A runner came up to Lieutenant General Hesmucet in the streets of Rising Rock, saluted, and waited to be noticed while Hesmucet chatted with Alva the mage. Hesmucet could hardly have helped noticing him; he was a big, burly fellow who looked better suited to driving messengers away than to being one. “Yes? What is it?” Hesmucet said.

Saluting again, the runner said, “General Bart’s compliments, sir, and he desires that you attend him at his headquarters at your earliest convenience.”

“When a superior says that, he means right this minute,” Hesmucet said. The runner nodded. Hesmucet turned to Alva. “You must excuse me. There’s one man in this part of the kingdom who can give me orders, and he’s just gone and done it.”

“Of course, sir,” the wizard replied. “I hope the news is good, whatever it may be.”

“Gods grant it be so,” Hesmucet said. Alva smiled a peculiar, rather tight, smile. Hesmucet was almost all the way back to the hostel that had headquartered first Count Thraxton, then General Guildenstern, and now General Bart before he remembered the bright young mage’s remarks about how small a role he thought the gods played in ordinary human affairs. When he did recall it, he wished he hadn’t. He wanted to think the gods were on his side.

Bart sat drinking tea in his room. “Good morning, Lieutenant General,” he said. With him sat Doubting George, who nodded politely.

Hesmucet saluted Bart. “Good morning, sir.” He nodded to George. “Your Excellency.” Hesmucet wasn’t an Excellency himself. If he succeeded in the war, he might become one.

“My news is very simple,” Bart said. “King Avram is summoning me to Georgetown and to the Black Palace, as he said he might. He also told me he intends to name me Marshal of Detina when I arrive there.”
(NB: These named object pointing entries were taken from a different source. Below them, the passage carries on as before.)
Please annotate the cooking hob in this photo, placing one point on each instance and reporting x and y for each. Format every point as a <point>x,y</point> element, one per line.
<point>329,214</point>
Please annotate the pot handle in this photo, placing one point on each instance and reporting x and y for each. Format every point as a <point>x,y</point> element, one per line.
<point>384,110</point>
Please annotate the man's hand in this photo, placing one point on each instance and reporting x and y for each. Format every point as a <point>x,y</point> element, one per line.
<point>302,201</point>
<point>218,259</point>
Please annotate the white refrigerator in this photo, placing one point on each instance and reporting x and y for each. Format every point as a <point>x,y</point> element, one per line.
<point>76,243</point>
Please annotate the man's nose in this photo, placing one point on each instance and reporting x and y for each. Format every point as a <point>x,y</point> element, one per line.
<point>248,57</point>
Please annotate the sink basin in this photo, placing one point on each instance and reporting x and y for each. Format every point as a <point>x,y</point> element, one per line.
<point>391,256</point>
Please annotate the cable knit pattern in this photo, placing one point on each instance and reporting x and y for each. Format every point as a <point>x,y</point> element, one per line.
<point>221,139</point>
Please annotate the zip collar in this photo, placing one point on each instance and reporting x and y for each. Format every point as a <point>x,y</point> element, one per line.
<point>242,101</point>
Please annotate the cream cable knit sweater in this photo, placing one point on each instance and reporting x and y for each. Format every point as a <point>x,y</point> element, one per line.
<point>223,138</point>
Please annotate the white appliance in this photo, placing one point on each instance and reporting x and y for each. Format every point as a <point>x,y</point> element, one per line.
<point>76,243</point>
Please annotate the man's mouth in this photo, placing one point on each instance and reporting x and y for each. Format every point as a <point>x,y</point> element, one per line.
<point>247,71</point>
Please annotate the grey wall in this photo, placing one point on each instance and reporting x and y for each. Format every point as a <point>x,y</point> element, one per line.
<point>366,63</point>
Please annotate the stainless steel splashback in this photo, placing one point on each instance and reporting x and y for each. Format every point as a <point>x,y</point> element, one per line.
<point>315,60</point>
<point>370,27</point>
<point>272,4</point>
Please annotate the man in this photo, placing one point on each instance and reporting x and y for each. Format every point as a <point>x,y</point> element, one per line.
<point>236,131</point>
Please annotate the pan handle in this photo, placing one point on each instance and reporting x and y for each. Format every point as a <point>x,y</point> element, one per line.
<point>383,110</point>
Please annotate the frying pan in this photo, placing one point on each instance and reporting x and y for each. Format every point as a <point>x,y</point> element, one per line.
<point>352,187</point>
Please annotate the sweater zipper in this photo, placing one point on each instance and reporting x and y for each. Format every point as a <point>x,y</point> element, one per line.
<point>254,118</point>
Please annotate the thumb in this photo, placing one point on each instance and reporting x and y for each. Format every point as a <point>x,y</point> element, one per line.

Hesmucet whistled softly. “Congratulations, sir. Congratulations from the bottom of my heart. It’s been-what?-eighty years or so since the kingdom last had a marshal. If any man deserves the job, you’re the one.”

“For which I thank you kindly,” Bart replied. He, Hesmucet, and doubtless Doubting George, as well, understood why Detina so seldom had a soldier of such exalted rank. A man supreme over all the kingdom’s soldiers might easily aspire to the throne himself, and kings knew that. Bart went on, “I intend to deserve the trust Avram is showing me.”

“Of course, sir,” Hesmucet said-what else could he possibly say?

“No one could be reckoned more reliable than General Bart,” George said. He was no particular friend of Bart’s, but he didn’t seem jealous that Bart had ascended to this peak of soldierly distinction. That took considerable character.

“When I become marshal,” Bart went on, “I expect I’m going to have to stay in the west. If the king in his wisdom decides we need a marshal, he’ll want that man to concentrate on trying to whip Duke Edward of Arlington and going after Nonesuch. If you’re in Georgetown, if you’re living in the Black Palace, that will seem the most important thing in the world.”